Prior to the passage of the VCEA, localities approved 100 percent of solar projects in 2016. By 2024, the approval rate had fallen to under 50 percent, according to information from the Virginia Solar Initiative at the University of Virginia Weldon Cooper Center.
At the same time, denials have gone from under 10 percent to about 40 percent.
In 2016, localities approved just under 500 megawatts of solar. In 2022, localities approved 3,000 megawatts. Last year, that number fell to about 1,000 megawatts.
Solar developers acknowledge early builders may not have engaged in community outreach to explain the impacts of newer forms of development on their communities. But there’s also been misinformation—like erroneous reports that solar farms have drained acid rain onto fields— that have skewed perceptions of projects.
“I think (localities) see solar as a threat to their way of life,” said Purekal.
For Lerch, the increase in denials could be due to bad actors among solar developers having stormwater runoff and erosion issues. In May, the Virginia Department of Environmental Quality fined the solar developer Energix, which declined to comment for this article, $158,000 after years of violations over those problems.
Issues with financing, or the backlog of projects waiting approval from PJM Interconnection, the regional grid operator for Virginia, Lerch said, could also hold up actual construction after localities have approved over 13,000 megawatts of projects.
“The bottleneck is not my locality,” said Daniel Witt, county administrator in Charlotte County, located in a Southside region called “the wood basket” because of its forests harvested for the timber industry. There, Witt said his county approved over 1,507 megawatts of solar with the amount of time for construction to begin ranging from 299 days to 1,958 days.
Land Use Loss
The boiling solar siting debate in Virginia is fueled by the current rule of thumb that one megawatt of solar takes up about 7.5 acres of land.
According to a 2021 Virginia Commonwealth University report, solar had been built on 13,842 acres with about 90 percent going on forested, crop and pasture land.
Those numbers come as Virginia has lost 500,000 acres of agricultural land between 2017 to 2022 due to thin profit margins and lack of interest from young farmers. The agricultural and forestry communities represent Virginia’s top economic sectors, with a 2021 state report finding the former contributing $82.3 billion to the state’s economy annually.
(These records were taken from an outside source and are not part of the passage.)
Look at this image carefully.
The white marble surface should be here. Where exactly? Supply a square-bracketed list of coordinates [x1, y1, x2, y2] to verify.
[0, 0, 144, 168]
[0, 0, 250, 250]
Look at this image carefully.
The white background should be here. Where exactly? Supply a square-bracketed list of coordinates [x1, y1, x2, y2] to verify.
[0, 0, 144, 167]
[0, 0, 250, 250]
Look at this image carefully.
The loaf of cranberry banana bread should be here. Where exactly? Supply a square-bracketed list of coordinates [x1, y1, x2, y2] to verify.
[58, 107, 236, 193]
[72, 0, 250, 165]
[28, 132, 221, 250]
There are decommissioning plans for solar projects requiring a site to be returned to its natural state after its 30-year life cycle, and agrivoltaics pairing solar with agricultural practices, but those aren’t proven yet to the agricultural community.
“This is a larger concern that we are foregoing everyone’s ability to produce agricultural goods forever in these spaces,” said Williamson. “I look back at the passing of President Carter, which I think has put a lot of this conversation in perspective. We should have been talking about this since 1972 when he put panels on the top of the White House.”
However, an updated report from VCU and Advanced Energy United found that less than one percent of all of those land types in the state have been taken up by utility-scale solar.
Going forward, if solar were to meet 15 percent of the state’s energy demand, more than the current 6 percent solar currently provides, the updated VCU report estimates utility-scale projects could need 3.1 percent of all cropland and .5 percent of each forestland and cropland by 2035.
“Even at an aggressive (rate) … we’re only talking about less than six-tenths of a percent,” said Purekal.